Baptist have ever resisted the right of the State to establish the church by law, to tolerate the conformists of that church, and put its nonconformists under pains and penalties—or to interfere with the free exercise of a man’s religion, be it as it may.


We may regret that all men are not Christians, and wish that they were, and we may wish that they held Christian principles as we hold them, but we have no right to force their doctrines by law, and others have no right to force their doctrines upon us by human statute.


We hold that if a man chooses to be a Mohammedan, a Jew, a Pagan, a Roman Catholic, a Protestant or an Infidel, he has a right to be that, so far as the civil law is concerned. Therefore, all persecution for the maintenance of this or that religion is radically wrong.


And where Baptists have founded a State, or been the most numerous in a State, there has never been an act of persecution inflicted. The State of Rhode Island was founded by Baptists 240 years ago, and in that State no man has yet been persecuted for his religion by the civil power. And the same which we claim for ourselves, we are bound to claim for others, for if their rights can be taken away, ours may be also.


When a Baptist shall rob one man of soul-liberty, by statute, penalty or sword, he will cease to be a Baptist for that reason. Baptists have even sealed this great doctrine of soul-liberty with their blood. Their bones are bleaching everywhere in the Alpine valleys, amongst the eternal snows; their ashes have flitted over the pavements of Smithfield, on the winds for centuries.


The sighs and sobbings of Baptist sufferers haunt the “coal hole” of Lambeth Palace, and the dungeons in Lollard’s Tower to this day. In the long list of martyrs Arnold of Brescia, the star of Italy, Jerome of Prague, the most accomplished man of his day, and Hubmeyer of Ratisbon, sealed this doctrine with their blood. And then there followed them, men in humbler walks, the good Hans of Overdam, the beautiful young Doise of Leeuwarden, and Richard Woodman, the sturdy yeoman; all these shed their blood as its witnesses.


Baptist women also have sent up their shrill cry of martyrdom, till the blood of humanity has curdled at the heart.
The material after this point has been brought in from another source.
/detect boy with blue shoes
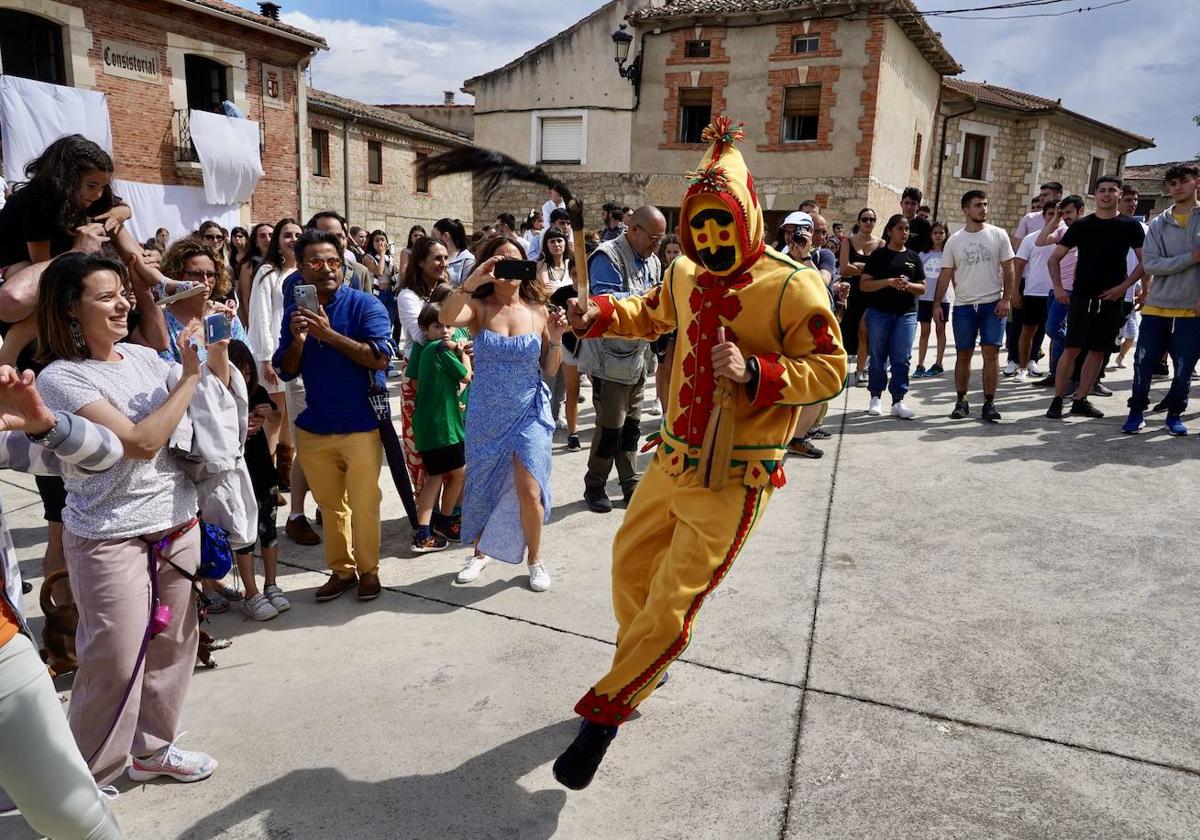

One sharp shriek after another comes, rending the air of the ages, from these brides of Christ, Maria of Monjou Ann Askew, from the nobility of the British realm, Elizabeth Gaunt, a mother in Christian charity, and Joan Boucher, the heroine of Canterbury. Out of their very ashes, which crumbled at the stake, joint by joint and limb by limb, God raised up modern Baptists, as from the dead, to re-assert the doctrine of soul-liberty.


These are the views that Baptists hold. What is there in all this to justify men speaking against us everywhere? I put that question to you in candor. I am happy to say to you, that there are some men who do not speak against us, and they are not Baptist.


John Locke ought to know what he was talking about, when he said, “The Baptists were from the beginning, the firm advocates of absolute liberty—just and true liberty, equal and impartial liberty.”


Sir James McIntosh says, “The Baptists suffered more than any other, under Charles II, because they professed the principles of religious liberty.”


Jeremy Taylor says, “Freedom of conscience, unlimited freedom of mind, was from the first trophy of the Baptists.”


Our own Washington used the words just as affectionate: and in August, 1789, at the request of the Baptists, he recommended to Congress that amendments to the Constitution which says that, “Congress shall make no law respecting the establishment of religion, or prohibiting the exercise thereof.”


Bancroft, our great historian, and Judge Story, our great jurist, speak of us in the same manner.